Now, in the ghetto, were there any similar kinds of ceremonies that went on?
Uh, yes, my father did keep kosher, we didn't eat any meat because there was horsemeat. If we did get a rations, however once in a while of meat, it was horsemeat. And my father wouldn't eat it. So, my mother prepared Shabbos to the best she could from uh, potato peelings, she made some kind of uh, potato latke or uh, a soup or whatever she had, whatever she could do. But the Kiddush was a Kiddush and we bentshed whatever. He didn't go to shul, he done it at home. My father did remain Orthodox, as long as I seen him, he remained Orthodox.
Did he have a beard?
Yes, a very short beard...Matter of fact, my son looks just like my father. You should see him.

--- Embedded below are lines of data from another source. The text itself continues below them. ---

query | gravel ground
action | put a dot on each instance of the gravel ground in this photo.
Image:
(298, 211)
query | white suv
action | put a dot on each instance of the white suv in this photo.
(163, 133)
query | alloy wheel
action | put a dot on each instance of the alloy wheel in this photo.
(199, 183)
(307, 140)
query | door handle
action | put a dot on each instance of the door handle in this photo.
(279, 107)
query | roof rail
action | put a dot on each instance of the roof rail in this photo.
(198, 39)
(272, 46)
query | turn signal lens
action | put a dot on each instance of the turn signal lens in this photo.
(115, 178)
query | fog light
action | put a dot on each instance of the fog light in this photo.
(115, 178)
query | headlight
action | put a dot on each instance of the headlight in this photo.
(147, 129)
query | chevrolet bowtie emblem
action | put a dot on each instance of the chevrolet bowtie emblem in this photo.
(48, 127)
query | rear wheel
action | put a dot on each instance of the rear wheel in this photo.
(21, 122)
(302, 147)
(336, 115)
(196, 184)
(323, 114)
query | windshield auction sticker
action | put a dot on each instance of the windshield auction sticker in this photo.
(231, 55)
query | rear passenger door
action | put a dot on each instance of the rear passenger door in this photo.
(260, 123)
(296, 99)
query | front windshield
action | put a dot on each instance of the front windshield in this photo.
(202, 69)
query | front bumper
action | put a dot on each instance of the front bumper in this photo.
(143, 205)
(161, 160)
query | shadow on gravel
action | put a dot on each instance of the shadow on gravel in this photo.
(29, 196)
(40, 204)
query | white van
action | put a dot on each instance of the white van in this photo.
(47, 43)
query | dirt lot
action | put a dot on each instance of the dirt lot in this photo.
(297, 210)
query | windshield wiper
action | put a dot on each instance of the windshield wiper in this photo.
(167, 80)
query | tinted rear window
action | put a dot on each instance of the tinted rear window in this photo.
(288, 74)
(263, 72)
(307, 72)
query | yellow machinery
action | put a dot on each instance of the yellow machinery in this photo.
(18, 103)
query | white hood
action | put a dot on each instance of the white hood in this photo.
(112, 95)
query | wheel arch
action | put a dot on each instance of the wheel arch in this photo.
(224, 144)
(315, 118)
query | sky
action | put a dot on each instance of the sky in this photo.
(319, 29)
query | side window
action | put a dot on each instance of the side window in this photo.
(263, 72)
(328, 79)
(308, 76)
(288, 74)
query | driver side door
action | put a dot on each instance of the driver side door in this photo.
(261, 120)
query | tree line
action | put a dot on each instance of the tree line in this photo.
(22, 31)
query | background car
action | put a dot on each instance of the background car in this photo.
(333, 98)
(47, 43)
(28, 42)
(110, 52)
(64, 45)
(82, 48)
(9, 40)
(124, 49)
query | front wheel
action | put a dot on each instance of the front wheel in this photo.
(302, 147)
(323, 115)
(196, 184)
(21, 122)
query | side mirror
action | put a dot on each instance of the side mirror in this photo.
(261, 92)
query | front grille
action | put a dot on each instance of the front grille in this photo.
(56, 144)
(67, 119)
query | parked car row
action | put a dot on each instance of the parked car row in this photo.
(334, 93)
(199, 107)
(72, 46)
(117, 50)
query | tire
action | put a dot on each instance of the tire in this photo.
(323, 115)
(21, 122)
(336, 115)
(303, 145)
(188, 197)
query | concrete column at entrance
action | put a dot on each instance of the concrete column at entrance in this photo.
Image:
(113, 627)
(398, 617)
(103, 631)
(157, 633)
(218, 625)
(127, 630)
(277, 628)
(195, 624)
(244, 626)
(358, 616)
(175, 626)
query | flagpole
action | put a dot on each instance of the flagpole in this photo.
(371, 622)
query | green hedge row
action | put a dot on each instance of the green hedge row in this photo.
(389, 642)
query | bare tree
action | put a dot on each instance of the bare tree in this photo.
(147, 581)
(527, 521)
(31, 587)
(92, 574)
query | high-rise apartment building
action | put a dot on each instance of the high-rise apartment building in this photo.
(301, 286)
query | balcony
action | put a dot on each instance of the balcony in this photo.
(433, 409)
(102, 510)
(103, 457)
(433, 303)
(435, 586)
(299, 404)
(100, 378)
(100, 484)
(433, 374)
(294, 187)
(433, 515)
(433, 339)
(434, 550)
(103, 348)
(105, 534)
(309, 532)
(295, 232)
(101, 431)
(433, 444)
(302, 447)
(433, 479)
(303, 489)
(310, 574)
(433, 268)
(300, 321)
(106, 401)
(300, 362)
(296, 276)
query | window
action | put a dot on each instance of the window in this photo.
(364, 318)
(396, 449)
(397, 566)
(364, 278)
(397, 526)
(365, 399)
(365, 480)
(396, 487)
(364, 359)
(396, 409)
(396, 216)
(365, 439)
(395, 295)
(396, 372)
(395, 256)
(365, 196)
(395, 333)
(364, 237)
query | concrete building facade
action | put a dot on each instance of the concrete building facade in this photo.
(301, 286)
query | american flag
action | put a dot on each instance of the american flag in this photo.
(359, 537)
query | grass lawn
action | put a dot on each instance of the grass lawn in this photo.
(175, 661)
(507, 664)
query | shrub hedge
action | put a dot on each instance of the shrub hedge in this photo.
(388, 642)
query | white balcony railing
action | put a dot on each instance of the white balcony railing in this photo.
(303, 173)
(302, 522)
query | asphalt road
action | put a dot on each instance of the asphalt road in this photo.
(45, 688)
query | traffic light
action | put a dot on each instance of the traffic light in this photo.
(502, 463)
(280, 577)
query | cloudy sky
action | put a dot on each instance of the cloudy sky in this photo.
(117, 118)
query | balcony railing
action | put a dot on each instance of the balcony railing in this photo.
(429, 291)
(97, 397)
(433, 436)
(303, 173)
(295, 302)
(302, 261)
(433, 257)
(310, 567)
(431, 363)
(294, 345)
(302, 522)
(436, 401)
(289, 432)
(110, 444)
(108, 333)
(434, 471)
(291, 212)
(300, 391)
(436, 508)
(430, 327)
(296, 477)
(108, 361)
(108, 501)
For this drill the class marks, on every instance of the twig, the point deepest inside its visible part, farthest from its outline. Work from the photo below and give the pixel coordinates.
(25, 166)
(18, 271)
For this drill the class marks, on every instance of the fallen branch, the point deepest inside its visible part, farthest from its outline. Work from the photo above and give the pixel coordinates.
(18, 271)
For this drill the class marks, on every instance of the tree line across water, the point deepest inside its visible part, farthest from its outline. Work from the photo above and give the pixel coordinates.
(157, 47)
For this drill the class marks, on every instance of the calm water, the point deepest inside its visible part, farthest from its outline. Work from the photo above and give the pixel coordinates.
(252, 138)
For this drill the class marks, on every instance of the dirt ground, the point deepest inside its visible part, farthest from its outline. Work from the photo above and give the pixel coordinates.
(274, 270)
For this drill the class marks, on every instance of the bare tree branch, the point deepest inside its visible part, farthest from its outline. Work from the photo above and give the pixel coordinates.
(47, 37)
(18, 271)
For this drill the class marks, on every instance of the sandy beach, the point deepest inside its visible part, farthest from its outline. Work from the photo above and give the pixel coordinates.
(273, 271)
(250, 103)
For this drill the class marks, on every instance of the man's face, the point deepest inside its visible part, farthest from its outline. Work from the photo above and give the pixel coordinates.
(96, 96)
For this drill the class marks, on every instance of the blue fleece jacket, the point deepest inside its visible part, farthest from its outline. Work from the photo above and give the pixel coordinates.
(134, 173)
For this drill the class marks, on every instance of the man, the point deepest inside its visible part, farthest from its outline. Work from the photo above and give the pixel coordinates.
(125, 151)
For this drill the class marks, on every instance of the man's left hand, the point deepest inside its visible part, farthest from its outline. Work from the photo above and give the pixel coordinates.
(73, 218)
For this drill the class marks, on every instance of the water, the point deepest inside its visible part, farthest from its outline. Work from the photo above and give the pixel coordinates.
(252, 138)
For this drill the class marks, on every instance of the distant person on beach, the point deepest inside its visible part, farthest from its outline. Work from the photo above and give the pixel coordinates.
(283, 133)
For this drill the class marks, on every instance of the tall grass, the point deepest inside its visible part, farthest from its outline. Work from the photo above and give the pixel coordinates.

Was that ever a problem when he had a beard when they were in Łódź?
Uh, they did shave his beard. Oh, there was, at one time, my parents were caught up uh, in um, they needed a picture for...You have to have like another passport uh, uh, Ausweisschein, which is, it would be a passport, this is what you would interpret it here. And they needed pictures and my mother was wearing a sheitel, a wig, and my father had to cut his beard for that picture and my mother had to take off her sheitel. Matter of fact, these pictures remain in my home, my sister brought them back from Poland. Uh, that was the day when they were hanging uh, on the??? the Plat...??? that's uh, they were hanging twelve Jews. They did something and everybody had to come out and see it. I remember that picture very well, too.
How did your parents react to when they had their pictures taken in that way?
You know, I don't know.
How did you react to seeing your father without a beard?
It, it was a shock. 'Cause as long as I knew my father, he had a beard. And sometimes I walk by and see the picture now without a beard, I just can't believe it, it's my father.